From 1884 to 1888, Sanger was an aide-de-camp to Major General John Schofield during Schofield's command of the Military Division of the Atlantic. He was promoted to major in February 1891, and during the presidential administration of Benjamin Harrison, he served as Harrison's military aide and acting presidential secretary. In the mid-1890s, he served as military secretary for Schofield during Schofield's term as Commanding General of the United States Army. In September 1895, Sanger was detailed to the Inspector General's office, and he served first as inspector of the South Atlantic District, then as principal assistant to the army's Inspector General.

==Spanish–American War==
In March 1898, Sanger was appointed inspector general of United States Volunteers and promoted to lieutenant colonel. In July 1898, he was promoted to brigadier general of volunteers, and in Cuba he successively commanded 2nd Brigade, 2nd Division, First Army Corps, 3rd Brigade, 2nd Division, First Corps, 3rd Division, First Corps, and 2nd Division, First Corps. In January 1899, Sanger was appointed commander of the District of Matanzas. He was discharged from the volunteers in June 1899, and performed staff duty in the office of the Assistant Secretary of War.

In August 1899, Sanger was appointed director of the U.S. census of Puerto Rico and Cuba, which was necessitated by the U.S. establishing governments there after defeating Spain. He was promoted to the permanent ranks of colonel in February 1901, and brigadier general in July 1902. From 1901 to 1903, he served in the Philippines during the Philippine–American War, holding simultaneously the positions of chief of staff and inspector general for Adna Chaffee, the military governor. From 1903 to 1904, Sanger was director of the U.S. census of the Philippines. On January 20, 1904, he was promoted to major general in accordance with a law permitting Union veterans still on active duty to be advanced one grade before retiring. He retired on January 21, two months before reaching the mandatory retirement age of 64.

==Retirement and death==
In retirement, Sanger was a resident of Washington, D.C. He had authored articles for professional journals during his career, and after retirement, he was responsible for completing The Military Policy of the United States. This history of the army's doctrine and policy had been begun by Emory Upton, and it was edited for publication in 1904 by Sanger, William Dorrance Beach, and Charles Dudley Rhodes. He remained active in military and veterans' affairs, including serving on the Army of the Potomac committee that arranged the 1907 design and placement of Washington's Equestrian statue of George B. McClellan. In 1910, he was a member of the panel that investigated the Brownsville affair. In 1917, he was a member of the board chaired by Nelson A. Miles that reviewed awards of the Medal of Honor beginning with the Civil War and made recommendations on which had been awarded under questionable circumstances and should be revoked.

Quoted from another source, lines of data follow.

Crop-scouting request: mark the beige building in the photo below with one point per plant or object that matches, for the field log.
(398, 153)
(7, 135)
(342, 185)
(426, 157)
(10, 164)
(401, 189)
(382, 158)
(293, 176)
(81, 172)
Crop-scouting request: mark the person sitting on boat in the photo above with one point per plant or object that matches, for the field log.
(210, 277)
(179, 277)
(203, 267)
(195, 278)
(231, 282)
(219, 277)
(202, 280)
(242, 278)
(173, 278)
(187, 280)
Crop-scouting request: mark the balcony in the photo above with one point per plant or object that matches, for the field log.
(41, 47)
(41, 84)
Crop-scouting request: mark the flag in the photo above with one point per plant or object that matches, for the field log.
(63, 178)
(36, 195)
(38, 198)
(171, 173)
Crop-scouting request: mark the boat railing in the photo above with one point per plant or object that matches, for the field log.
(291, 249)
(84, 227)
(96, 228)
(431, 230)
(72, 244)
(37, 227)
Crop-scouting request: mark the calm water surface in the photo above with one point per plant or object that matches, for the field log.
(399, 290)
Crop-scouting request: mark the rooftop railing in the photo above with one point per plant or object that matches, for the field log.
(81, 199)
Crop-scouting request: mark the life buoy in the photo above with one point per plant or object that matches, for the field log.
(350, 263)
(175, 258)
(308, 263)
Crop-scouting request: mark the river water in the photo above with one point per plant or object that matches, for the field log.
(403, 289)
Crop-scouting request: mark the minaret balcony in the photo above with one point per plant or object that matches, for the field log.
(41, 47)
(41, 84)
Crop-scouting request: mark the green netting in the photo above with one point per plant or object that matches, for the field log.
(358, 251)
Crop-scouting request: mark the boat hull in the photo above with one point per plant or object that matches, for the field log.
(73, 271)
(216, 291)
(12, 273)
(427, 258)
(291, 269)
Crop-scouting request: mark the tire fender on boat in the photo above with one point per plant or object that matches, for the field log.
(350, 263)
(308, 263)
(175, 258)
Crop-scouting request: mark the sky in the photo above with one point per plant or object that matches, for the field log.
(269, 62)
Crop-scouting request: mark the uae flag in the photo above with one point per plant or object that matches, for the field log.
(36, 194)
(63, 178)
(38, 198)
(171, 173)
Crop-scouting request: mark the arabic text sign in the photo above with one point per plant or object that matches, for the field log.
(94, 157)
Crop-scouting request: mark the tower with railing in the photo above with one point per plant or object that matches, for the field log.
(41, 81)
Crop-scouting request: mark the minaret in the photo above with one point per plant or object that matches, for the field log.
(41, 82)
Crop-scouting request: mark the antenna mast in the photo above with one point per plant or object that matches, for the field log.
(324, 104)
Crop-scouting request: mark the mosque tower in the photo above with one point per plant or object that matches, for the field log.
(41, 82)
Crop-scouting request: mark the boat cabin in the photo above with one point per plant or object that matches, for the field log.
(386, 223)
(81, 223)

Sanger was a member of the Military Order of the Loyal Legion of the United States (MOLLUS) and Military Order of Foreign Wars. He also belonged to the General Society of Colonial Wars and Sons of the Revolution. He died at Walter Reed Army Medical Center on March 15, 1926. He was buried at Arlington National Cemetery.

==Family==
In 1877, Sanger married Frances Kent (1850–1938) of Brooklyn, New York. They were the parents of two children, Edith Sanger (1879–1975) and Walter Prentice Sanger (1881–1964). Edith Sanger was the wife of prominent attorney James Mandeville Carlisle, a Yale & Harvard graduate. (1879–1922). Walter Prentice Sanger, known as Prentice, was a prominent New York City architect and landscape designer. Sanger's sister Frances Caroline Sanger (1848–1917) was the wife of Brigadier General John M. K. Davis.

==Legacy==
In 1872, Sanger received the honorary degree of Master of Arts from Bowdoin College. Joseph P. Sanger Camp No. 15 (Lynn, Massachusetts) of the United Spanish War Veterans was named for Sanger.